So this time around we’re working with strings.

The first part asks to build a simple checksum type algorithm to ensure the box ids are correct. I ended up solving it with basically just LINQ in C#.

var counts = ids.Select(s => s.GroupBy(c => c).Select(g => g.Count()))
    .Select(cs =>
    {
        var csl = cs.ToList();
        return new[] {csl.Contains(2), csl.Contains(3)};
    })
    .ToList();
return (counts.Count(c => c[0]) * counts.Count(c => c[1])).ToString();

The first Select returns the number of each character for each id. The second Select returns whether those counts contain 2 and 3, meaning the id contains a character twice or contains a character thrice. The last part just multiplies the number of ids containing a multiple of 2 by the number of ids containing a multiple of 3.

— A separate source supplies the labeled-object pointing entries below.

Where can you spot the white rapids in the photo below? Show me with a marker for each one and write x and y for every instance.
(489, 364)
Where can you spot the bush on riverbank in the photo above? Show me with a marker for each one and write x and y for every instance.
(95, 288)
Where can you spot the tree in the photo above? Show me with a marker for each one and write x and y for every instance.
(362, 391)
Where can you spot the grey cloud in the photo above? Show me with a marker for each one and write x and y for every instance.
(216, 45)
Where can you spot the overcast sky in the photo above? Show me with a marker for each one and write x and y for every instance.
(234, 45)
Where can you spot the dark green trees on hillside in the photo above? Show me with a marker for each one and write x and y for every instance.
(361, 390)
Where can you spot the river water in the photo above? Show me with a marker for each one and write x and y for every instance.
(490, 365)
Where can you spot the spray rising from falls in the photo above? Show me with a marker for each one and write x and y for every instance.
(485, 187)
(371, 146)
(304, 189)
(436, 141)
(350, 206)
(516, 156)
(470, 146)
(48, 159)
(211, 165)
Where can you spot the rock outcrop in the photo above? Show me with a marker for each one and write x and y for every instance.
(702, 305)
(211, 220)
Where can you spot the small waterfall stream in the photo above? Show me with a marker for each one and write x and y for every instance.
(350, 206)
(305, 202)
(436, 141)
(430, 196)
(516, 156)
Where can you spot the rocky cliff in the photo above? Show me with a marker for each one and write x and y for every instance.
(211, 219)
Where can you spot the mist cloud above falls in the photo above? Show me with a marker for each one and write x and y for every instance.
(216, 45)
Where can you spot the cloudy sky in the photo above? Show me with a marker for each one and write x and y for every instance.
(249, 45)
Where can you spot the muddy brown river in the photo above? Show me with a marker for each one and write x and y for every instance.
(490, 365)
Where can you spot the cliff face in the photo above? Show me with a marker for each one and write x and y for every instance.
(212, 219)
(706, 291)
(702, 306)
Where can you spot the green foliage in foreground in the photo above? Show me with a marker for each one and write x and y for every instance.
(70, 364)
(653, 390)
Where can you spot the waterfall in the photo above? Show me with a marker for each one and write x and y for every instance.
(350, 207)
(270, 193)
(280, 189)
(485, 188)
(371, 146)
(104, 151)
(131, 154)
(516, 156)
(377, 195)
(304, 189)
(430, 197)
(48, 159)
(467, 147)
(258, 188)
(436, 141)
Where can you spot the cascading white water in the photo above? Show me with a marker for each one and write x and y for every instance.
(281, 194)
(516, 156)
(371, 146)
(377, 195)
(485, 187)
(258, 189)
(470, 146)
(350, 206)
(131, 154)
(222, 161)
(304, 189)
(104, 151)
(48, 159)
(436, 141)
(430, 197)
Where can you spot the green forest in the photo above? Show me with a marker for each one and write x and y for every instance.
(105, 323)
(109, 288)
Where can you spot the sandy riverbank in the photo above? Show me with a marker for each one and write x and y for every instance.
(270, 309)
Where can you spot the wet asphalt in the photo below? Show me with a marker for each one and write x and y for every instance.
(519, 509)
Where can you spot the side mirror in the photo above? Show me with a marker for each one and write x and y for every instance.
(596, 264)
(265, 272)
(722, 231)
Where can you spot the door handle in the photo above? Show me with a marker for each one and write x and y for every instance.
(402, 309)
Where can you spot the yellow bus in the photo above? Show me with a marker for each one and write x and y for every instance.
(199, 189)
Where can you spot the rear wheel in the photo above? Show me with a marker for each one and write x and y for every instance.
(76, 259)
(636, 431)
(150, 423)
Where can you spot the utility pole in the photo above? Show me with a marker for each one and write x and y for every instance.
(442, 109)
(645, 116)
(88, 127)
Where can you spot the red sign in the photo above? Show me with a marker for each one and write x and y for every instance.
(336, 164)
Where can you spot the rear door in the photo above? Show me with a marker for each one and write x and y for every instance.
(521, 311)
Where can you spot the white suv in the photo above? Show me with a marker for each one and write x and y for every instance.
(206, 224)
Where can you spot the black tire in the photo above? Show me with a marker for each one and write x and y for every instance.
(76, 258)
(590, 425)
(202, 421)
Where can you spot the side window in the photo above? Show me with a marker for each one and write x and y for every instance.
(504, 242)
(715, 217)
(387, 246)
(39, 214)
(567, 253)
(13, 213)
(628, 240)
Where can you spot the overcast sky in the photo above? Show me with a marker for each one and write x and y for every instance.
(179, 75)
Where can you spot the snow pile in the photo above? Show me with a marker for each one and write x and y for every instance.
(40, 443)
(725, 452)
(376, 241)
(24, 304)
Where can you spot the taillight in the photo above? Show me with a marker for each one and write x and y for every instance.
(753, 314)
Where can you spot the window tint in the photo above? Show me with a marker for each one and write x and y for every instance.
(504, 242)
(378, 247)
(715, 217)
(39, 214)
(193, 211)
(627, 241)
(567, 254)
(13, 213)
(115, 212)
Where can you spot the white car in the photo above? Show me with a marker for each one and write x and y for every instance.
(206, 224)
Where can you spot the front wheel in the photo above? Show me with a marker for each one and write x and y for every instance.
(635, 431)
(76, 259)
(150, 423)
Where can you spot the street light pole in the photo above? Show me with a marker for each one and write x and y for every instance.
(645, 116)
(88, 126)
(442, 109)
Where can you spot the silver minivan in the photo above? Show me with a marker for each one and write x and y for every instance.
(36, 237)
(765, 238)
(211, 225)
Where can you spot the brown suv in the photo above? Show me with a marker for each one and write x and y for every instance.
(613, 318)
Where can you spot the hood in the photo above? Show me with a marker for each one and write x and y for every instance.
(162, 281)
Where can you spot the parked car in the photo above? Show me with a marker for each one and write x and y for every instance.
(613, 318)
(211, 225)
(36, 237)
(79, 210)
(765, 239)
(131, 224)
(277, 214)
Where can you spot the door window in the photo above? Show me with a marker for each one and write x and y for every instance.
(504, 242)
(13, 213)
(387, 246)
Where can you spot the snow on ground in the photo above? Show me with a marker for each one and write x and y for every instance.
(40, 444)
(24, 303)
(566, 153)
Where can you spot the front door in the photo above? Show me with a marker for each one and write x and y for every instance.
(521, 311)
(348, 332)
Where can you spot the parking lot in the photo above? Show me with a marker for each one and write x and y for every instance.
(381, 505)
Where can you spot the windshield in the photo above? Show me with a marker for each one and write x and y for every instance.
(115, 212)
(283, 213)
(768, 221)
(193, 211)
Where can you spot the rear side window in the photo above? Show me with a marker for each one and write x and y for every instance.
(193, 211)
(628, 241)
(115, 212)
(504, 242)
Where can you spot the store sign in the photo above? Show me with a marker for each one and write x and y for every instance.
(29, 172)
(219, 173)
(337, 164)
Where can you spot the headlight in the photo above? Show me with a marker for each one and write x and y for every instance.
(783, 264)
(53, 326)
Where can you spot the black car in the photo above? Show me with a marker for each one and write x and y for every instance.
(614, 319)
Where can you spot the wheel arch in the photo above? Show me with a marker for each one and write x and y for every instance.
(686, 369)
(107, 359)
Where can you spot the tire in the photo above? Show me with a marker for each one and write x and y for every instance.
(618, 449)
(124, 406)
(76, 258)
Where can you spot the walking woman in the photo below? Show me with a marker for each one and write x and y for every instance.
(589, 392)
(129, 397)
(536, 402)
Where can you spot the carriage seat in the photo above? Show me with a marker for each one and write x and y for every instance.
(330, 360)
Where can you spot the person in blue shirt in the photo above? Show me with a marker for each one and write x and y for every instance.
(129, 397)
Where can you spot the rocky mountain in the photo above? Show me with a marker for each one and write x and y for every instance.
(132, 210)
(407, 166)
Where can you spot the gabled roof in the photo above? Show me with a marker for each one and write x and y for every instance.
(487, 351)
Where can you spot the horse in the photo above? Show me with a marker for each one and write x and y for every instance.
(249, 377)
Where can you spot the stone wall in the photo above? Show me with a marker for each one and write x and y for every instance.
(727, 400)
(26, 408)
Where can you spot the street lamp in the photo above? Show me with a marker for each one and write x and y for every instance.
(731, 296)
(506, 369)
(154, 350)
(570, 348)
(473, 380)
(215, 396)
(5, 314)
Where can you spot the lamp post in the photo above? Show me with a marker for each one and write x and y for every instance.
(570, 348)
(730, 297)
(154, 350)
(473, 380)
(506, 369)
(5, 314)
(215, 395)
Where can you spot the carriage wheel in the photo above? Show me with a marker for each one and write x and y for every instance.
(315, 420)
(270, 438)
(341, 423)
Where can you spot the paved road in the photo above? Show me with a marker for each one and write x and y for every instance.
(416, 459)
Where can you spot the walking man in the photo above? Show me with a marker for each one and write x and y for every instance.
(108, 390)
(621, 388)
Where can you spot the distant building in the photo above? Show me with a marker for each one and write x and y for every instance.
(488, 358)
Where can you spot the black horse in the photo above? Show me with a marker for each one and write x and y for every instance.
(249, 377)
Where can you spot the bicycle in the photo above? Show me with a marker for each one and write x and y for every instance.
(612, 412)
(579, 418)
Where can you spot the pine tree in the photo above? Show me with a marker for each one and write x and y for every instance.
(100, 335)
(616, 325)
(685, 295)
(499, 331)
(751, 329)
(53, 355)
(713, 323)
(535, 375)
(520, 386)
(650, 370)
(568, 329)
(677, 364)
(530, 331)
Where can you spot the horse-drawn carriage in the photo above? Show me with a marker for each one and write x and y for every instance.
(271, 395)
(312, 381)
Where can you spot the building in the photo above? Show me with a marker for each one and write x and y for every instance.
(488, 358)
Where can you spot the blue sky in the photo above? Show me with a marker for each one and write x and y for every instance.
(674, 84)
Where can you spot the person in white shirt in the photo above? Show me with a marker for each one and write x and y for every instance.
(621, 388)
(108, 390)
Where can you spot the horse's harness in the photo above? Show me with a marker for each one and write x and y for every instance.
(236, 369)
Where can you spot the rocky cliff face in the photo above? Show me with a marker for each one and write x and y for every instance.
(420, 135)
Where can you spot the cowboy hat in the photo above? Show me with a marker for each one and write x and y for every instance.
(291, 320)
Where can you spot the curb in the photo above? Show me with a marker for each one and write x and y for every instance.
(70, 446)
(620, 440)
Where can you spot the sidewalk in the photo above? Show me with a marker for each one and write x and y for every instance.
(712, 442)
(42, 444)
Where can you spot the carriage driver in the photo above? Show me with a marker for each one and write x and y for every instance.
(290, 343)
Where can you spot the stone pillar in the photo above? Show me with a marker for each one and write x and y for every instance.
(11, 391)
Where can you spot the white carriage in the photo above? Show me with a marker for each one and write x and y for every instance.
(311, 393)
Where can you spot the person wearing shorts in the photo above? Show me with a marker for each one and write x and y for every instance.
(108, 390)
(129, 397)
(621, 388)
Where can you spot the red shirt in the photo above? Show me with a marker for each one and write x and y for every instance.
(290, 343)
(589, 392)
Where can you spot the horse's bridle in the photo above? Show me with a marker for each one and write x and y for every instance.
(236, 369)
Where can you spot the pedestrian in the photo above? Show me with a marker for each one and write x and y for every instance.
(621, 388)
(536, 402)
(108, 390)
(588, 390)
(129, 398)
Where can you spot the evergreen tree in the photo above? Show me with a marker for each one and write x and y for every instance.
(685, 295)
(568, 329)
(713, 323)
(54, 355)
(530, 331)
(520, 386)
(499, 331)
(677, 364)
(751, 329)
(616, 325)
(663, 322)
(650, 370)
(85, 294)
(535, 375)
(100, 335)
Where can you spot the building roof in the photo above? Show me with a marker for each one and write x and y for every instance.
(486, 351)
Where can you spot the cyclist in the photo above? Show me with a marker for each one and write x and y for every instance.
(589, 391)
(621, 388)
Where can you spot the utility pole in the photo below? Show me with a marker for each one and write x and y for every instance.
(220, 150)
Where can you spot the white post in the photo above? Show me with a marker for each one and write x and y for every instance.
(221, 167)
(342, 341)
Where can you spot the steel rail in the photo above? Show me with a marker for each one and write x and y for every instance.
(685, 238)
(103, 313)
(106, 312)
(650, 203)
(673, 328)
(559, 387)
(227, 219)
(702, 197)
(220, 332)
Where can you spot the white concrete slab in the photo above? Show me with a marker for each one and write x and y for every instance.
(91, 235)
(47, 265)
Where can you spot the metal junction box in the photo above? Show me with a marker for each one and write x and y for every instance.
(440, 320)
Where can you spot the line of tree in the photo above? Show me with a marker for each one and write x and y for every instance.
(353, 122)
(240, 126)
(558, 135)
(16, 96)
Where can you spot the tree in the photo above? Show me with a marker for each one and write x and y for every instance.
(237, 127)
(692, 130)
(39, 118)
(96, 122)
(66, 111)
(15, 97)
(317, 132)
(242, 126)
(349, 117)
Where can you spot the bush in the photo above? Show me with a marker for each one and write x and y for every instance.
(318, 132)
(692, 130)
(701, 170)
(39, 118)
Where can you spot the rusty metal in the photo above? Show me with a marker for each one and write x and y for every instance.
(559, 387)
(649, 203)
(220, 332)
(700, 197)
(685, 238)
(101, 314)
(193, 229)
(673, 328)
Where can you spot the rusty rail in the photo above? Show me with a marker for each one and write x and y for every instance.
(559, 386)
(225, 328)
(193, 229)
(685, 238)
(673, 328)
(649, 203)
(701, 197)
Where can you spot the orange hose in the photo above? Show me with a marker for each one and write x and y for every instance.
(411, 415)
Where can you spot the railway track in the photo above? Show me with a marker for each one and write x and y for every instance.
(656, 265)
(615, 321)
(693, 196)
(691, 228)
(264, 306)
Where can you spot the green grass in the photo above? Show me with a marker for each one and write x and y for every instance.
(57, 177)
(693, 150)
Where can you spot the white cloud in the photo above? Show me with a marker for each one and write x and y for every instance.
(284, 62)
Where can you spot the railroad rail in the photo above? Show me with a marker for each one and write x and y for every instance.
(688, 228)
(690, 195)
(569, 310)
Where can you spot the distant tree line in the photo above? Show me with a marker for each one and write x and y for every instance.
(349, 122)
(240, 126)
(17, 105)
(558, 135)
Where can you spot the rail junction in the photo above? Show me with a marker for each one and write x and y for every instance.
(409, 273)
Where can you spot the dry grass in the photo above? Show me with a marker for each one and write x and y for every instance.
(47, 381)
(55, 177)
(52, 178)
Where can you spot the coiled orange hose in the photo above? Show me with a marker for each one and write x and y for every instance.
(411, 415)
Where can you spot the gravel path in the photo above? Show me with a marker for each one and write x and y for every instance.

The second part asks us to find the two matching boxes by finding the two ids that differ by only 1 character. Here I went with a simple brute force of checking all the pairs and returning the first one that matches the criteria.

foreach (var id1 in ids)
{
    foreach (var id2 in ids)
    {
        if (id1 == id2)
            continue;
            var commonLetters = string.Concat(id1.Zip(id2, (c1, c2) => c1 == c2 ? c1 : ' ').Where(c => c != ' '));
            if (commonLetters.Length == id1.Length - 1)
                return commonLetters;
    }
}

I opted again for LINQ to calculate the matching characters. If the two characters match, I return it, otherwise I replace it with a space character which I then remove. The first pair which has 1 less common letters than the number of letters in the id is the one we want. I was afraid running a O(n²) algorithm would require too much compute time, but the input was small enough that I didn’t need any optimization.